All five poems on this year’s Nakata Brophy Prize shortlist – Jazz Money’s ‘as we attack’, Kirli Saunders’ ‘A dance of hands’, Laniyuk Garcon’s  ‘Remember’, Raelee Lancaster’s ‘haunted house’ and Susie Anderson’s ‘revolve’ – are testimony to the diverse work of emerging Indigenous poets, not only in the Nakata Brophy Prize submissions, but more broadly across the country.

Congratulations to the shortlist and the three following poets.

Runner-up ‘A Dance of Hands’, by Kirli Saunders, is a sensorial retrospective love poem best read out loud.

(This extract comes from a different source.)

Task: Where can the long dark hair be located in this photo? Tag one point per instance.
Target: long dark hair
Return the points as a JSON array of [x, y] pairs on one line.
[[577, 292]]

The other runner-up, Susie Anderson’s ‘revolve’, is a subtly evolving prose poem about the moon and the speaker coming-to-terms with events.

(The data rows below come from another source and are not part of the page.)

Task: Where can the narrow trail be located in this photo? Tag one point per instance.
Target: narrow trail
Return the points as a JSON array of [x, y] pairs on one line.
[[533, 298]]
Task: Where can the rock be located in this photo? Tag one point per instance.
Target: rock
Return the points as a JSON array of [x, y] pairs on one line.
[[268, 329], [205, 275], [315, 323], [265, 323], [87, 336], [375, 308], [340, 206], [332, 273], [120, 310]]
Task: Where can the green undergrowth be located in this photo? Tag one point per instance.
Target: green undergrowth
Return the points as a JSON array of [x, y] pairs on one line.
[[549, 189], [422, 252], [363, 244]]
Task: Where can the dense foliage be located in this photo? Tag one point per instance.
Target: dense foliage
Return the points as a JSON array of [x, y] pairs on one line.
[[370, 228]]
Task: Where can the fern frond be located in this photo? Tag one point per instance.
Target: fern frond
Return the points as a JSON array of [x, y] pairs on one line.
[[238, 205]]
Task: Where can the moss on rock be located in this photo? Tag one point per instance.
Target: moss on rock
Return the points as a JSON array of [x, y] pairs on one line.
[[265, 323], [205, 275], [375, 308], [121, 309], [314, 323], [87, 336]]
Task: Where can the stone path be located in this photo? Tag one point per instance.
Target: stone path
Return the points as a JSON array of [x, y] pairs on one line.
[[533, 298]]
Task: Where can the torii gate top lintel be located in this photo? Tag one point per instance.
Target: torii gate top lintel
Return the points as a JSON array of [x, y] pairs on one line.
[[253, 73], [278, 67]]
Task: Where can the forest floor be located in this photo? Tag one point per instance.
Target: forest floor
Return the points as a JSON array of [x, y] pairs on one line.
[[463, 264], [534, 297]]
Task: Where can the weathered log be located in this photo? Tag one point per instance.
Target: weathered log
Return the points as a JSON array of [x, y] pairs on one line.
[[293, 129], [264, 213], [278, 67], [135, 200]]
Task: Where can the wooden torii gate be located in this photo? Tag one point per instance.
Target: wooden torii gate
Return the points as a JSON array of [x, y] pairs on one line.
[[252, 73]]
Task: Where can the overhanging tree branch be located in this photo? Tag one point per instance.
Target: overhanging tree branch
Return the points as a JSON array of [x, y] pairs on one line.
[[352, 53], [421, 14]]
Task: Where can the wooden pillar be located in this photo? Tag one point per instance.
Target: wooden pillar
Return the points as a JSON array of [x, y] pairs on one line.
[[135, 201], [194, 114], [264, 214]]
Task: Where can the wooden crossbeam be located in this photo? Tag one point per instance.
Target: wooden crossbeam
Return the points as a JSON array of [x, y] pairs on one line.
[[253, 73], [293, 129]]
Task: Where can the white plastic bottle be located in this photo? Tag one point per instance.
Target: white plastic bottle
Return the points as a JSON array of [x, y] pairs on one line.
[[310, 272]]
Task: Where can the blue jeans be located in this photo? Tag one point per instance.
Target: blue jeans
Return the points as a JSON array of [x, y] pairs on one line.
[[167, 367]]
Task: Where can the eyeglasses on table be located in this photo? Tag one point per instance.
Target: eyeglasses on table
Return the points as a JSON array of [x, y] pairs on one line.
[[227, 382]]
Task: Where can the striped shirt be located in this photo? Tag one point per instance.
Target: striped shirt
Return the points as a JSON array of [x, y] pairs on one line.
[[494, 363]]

This year’s first-placed poem, Raelee Lancaster’s ‘haunted house’, whose speaker reworks an old trope unflinchingly in the face of scepticism, was a clear winner. Its organically formed structure across three parts allows it to express multiple traumas experienced and inherited by Australian Indigenous peoples, individual and collective.

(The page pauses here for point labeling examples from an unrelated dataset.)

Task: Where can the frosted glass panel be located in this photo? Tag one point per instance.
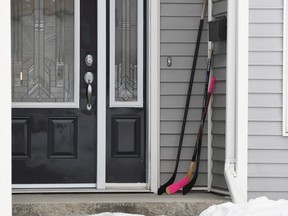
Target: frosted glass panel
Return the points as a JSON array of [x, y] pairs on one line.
[[126, 53], [43, 51], [126, 50]]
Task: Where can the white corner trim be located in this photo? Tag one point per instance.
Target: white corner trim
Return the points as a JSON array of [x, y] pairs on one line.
[[101, 96], [153, 66], [210, 110], [285, 70], [237, 99], [5, 109]]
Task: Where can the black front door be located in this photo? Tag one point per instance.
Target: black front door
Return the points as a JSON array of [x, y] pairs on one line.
[[54, 132]]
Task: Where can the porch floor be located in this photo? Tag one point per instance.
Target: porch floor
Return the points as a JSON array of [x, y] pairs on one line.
[[147, 204]]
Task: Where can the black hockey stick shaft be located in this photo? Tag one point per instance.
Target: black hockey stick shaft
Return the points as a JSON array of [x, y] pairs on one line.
[[197, 150], [163, 187]]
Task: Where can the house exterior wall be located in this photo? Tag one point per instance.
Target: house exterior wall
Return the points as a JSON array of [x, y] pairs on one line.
[[267, 148], [219, 9], [179, 24]]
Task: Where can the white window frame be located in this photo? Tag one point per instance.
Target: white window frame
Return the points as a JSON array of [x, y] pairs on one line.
[[139, 102], [285, 70], [75, 103]]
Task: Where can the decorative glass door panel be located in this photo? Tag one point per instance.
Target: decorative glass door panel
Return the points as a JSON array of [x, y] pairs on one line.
[[43, 63], [126, 53]]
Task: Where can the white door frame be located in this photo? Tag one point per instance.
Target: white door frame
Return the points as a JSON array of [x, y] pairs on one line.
[[5, 108], [153, 100], [153, 110]]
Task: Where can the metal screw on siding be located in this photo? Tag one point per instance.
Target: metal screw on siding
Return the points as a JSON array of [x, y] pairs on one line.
[[169, 61]]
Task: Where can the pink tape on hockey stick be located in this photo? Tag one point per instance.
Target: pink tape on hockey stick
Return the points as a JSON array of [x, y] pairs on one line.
[[171, 189], [211, 85]]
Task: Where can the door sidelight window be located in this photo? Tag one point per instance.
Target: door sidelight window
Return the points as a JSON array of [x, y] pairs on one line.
[[44, 64], [126, 53]]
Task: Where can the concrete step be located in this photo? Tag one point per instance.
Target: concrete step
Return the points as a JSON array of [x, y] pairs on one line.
[[191, 204]]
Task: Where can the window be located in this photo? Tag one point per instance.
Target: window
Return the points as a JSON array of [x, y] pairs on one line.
[[44, 53], [126, 53]]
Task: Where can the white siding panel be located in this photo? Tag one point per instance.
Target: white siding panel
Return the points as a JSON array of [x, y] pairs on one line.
[[270, 184], [266, 4], [265, 44], [268, 170], [179, 10], [265, 29], [265, 86], [266, 15], [265, 156], [265, 72]]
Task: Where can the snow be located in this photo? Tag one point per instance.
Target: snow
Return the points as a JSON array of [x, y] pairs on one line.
[[115, 214], [260, 206]]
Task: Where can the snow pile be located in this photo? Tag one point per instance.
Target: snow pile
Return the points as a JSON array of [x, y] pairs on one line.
[[261, 206], [115, 214]]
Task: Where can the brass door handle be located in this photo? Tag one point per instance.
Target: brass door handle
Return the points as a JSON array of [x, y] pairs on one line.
[[88, 77]]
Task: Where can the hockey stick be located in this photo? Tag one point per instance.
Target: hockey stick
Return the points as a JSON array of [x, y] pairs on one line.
[[163, 187], [197, 151]]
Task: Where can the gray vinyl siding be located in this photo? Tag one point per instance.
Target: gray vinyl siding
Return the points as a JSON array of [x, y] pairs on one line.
[[179, 27], [267, 148], [219, 104]]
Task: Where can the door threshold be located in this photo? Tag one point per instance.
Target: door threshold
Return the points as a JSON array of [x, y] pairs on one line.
[[80, 188]]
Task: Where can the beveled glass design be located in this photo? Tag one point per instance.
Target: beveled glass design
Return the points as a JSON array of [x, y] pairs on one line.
[[126, 50], [42, 51]]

This prize is sponsored by Trinity College, University of Melbourne.

 

 

 

 

Jeanine Leane

Jeanine Leane is a Wiradjuri writer, poet and academic from southwest New South Wales. Her first volume of poetry, Dark Secrets After Dreaming: A.D. 1887-1961 (2010, Presspress) won the Scanlon Prize for Indigenous Poetry, and her first novel, Purple Threads (UQP), won the David Unaipon Award for an unpublished Indigenous writer. She has a PhD in Australian literature and Aboriginal representation. Her poetry and short stories have been published in Hecate, The Journal for the Association European Studies of Australia, Australian Poetry Journal, Antipodes, Overland and the Australian Book Review. Jeanine has published widely in the area of Aboriginal literature, writing otherness and creative non-fiction and is the recipient of an Australia Research Council Grant on Aboriginal literature. She teaches Creative Writing and Aboriginal Literature at the University of Melbourne. Her second volume of poetry, Walk Back Over was released in 2018 by Cordite Press.

Toby Fitch

Toby Fitch is Overland’s poetry editor, a lecturer in creative writing at the University of Sydney, and the poet behind RawshockBloomin’ NotionsWhere Only the Sky had Hung Before and, most recently, Sydney Spleen. He is the editor of the poetry anthologies Best of Australian Poems 2021 (co-edited with Ellen van Neerven) and Groundswell: The Overland Judith Wright Poetry Prize for New & Emerging Poets 2007–2020.